Sometimes there were stables with an inn built around the stable, like in a U-shape, and so everybody’s animals would stay in the center while they were in the inn. Joseph and Mary might have said, “You know, can we just stay with the animals outside?” Because they had to stay somewhere. But it looked and smelled like a stable. It looked and smelled like a stable would today, a stable bustling with animals from the extra people and all that comes with those animals. And in that stable, God who created the world, became a baby. And again, my only prayer today is that you would just be like sense more of the awe more of the immensity of that.

The ground was cold and hard. The only straw that was there was pungent with the smell of what animals use straw for. The manure was where it was supposed to be. And mixed with that scene and that smell came the pain, and the sweat, and the agony, and the blood and the cries of a young girl having a baby. And an awkward carpenter saying, “What do I do now?” It was real. It was very, very real as these kids figured out how to have a baby in an animal’s world. Knowing, maybe not knowing, but at least being told who the baby was.

And yet, in this really, really horrible position and the for first time, the God of the Universe gasped his first breath of air. This is the God of the Universe; he gasped his first breath of air. When he did that, all of Heaven erupted. Hebrews says the Angels didn’t understand either. They were stooping down to look and to try to understand. But all of Heaven was in awe and wonder as Joseph and Mary were trying to figure out how to wrap this baby.

Listen, they didn’t have a Sweet Ellie Sue swaddle to wrap this baby in. (A little plug there for my daughters.) No, they’re not carrying clean cloths. They’re not thinking they’re going to be in a stable having a baby. They grab whatever they grab. And they did get some strips of cloth, and they’re trying to wrap God in cloth and find a place to lay him, and lay him in a feeding trough in the manger (which most likely would have been stone and not wood).
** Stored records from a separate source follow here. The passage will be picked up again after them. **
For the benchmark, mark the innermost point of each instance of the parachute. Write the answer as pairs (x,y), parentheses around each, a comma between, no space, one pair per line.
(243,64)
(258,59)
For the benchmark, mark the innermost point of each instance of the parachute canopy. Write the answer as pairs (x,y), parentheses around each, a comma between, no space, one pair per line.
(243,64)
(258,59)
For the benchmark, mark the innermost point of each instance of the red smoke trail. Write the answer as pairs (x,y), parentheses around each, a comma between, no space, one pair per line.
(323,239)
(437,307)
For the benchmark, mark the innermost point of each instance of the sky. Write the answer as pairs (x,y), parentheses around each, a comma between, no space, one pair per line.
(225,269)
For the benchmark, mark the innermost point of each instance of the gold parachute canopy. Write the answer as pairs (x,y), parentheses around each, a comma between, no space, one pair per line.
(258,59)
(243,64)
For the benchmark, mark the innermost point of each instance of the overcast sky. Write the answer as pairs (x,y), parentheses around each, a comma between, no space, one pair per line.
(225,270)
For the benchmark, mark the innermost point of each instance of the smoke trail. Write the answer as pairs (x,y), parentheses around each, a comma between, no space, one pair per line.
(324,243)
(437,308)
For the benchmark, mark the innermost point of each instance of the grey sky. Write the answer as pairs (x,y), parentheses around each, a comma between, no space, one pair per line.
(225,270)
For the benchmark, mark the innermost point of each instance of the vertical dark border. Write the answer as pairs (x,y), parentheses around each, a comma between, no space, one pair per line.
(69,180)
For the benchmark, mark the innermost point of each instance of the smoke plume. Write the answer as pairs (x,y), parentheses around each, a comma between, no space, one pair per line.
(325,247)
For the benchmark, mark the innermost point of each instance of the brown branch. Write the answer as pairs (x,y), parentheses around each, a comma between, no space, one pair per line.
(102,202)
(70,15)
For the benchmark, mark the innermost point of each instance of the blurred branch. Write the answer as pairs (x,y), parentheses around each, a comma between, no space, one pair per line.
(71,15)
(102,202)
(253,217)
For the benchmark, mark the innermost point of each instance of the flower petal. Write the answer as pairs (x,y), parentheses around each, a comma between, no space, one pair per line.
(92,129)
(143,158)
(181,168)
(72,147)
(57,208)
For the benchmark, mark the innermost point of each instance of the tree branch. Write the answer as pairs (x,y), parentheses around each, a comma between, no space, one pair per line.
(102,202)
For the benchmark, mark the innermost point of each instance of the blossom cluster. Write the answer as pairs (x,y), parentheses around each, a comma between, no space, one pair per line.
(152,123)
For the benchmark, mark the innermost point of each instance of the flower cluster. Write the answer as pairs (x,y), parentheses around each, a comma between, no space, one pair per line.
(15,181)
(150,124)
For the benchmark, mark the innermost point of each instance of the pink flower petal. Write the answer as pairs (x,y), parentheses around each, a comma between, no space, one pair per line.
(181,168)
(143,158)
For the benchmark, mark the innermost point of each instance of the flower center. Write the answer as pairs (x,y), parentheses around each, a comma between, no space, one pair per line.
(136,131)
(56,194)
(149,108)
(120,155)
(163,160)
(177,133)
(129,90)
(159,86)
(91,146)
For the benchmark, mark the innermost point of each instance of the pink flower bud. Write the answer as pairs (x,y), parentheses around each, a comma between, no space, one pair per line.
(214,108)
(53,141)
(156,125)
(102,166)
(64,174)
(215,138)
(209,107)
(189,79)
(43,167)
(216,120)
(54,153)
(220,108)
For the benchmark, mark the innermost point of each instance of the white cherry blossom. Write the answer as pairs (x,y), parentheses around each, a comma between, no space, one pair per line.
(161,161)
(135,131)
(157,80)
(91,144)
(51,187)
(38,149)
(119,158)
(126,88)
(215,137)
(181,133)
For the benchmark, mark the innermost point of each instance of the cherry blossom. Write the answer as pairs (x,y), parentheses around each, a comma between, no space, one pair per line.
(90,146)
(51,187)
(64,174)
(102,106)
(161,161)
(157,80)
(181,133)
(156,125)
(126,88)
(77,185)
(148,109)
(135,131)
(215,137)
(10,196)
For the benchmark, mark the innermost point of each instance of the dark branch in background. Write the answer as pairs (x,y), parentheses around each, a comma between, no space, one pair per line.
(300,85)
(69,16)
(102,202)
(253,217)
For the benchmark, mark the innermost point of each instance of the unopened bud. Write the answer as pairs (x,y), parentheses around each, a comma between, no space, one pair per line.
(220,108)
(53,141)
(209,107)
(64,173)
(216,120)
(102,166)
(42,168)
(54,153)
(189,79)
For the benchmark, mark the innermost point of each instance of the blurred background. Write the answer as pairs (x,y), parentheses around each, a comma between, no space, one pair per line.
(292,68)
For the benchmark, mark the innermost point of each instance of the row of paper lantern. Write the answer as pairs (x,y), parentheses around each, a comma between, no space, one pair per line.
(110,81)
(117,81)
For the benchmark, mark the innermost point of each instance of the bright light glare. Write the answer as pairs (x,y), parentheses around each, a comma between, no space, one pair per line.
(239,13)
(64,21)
As they were doing that, the awe and wonder of Heaven broke through the veil. You know the veil is thin between us and Heaven, right? It’s not far away. Heaven is very close. And it’s a very thin veil that separates us from the Heavenly realm.
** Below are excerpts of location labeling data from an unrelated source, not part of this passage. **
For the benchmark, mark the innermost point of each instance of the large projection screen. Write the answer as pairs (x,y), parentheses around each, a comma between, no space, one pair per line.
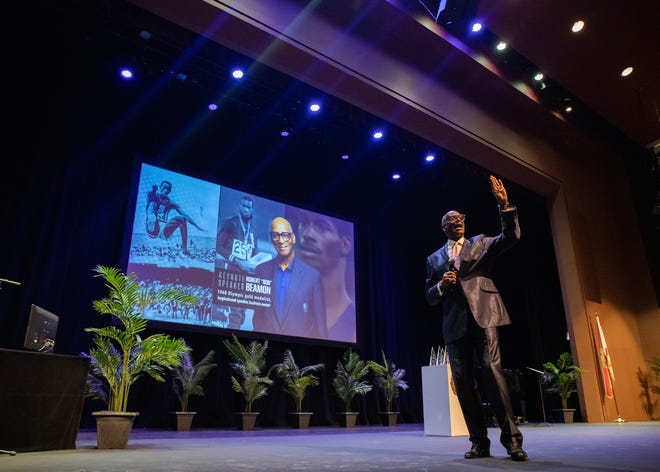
(227,247)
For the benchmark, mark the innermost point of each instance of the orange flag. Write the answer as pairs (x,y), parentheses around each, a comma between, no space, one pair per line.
(605,362)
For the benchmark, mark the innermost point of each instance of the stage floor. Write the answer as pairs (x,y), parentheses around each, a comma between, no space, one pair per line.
(589,447)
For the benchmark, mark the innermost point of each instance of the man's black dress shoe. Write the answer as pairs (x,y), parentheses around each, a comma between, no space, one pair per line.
(477,451)
(517,453)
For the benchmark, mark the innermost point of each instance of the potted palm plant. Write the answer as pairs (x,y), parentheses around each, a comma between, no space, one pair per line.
(187,380)
(248,363)
(562,378)
(390,381)
(349,381)
(296,382)
(120,356)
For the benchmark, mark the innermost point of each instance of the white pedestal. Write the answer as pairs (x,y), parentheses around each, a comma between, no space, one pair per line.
(442,412)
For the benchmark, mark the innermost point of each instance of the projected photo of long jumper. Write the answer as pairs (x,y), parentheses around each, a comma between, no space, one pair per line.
(256,264)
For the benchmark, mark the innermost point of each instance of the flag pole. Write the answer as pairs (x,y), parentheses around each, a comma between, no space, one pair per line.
(606,367)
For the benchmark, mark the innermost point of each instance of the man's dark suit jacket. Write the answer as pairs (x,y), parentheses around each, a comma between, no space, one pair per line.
(303,313)
(475,284)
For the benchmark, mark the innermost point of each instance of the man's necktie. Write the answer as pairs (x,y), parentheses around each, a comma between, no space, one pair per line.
(454,254)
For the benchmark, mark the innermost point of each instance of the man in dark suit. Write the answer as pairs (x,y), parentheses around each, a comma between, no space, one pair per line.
(458,278)
(296,306)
And at this moment, Heaven just exploded onto Earth. The Heavens were rent, and the Heavens showed up on Earth. And when it did, it showed up to a few, nobody, lowly, despised shepherds. Are you getting the feeling that there’s kind of a theme with God? Because he could have showed up on the steps of the Temple. What happened to the shepherds in the shepherd’s fields of Bethlehem could have happened on the southern steps of the Temple where everybody saw it.

But there was a small group of society’s lowest people. They were despised; shepherds were. They were considered thieves to some extent, kind of like the Bedouin shepherds, who are still looked at like that. The only people in society lower than the shepherds were lepers. This was the lowest job in society. And just like God chose a nobody girl with an awkward, would-be husband from a disgraced town, he did the same thing with the shepherds because he’s trying to get a point across.

Heaven had just crashed into Earth to announce the birth of God as a man. The Heavens were rent, and Heaven came to Earth – and came to Earth in an explosive way to what had to be a small group of lowly shepherds. Again, it’s just the opposite of everything we would think. It seems to me like God, as I said, is trying to say something about how he showed up, about to whom he showed up. And that God hasn’t changed.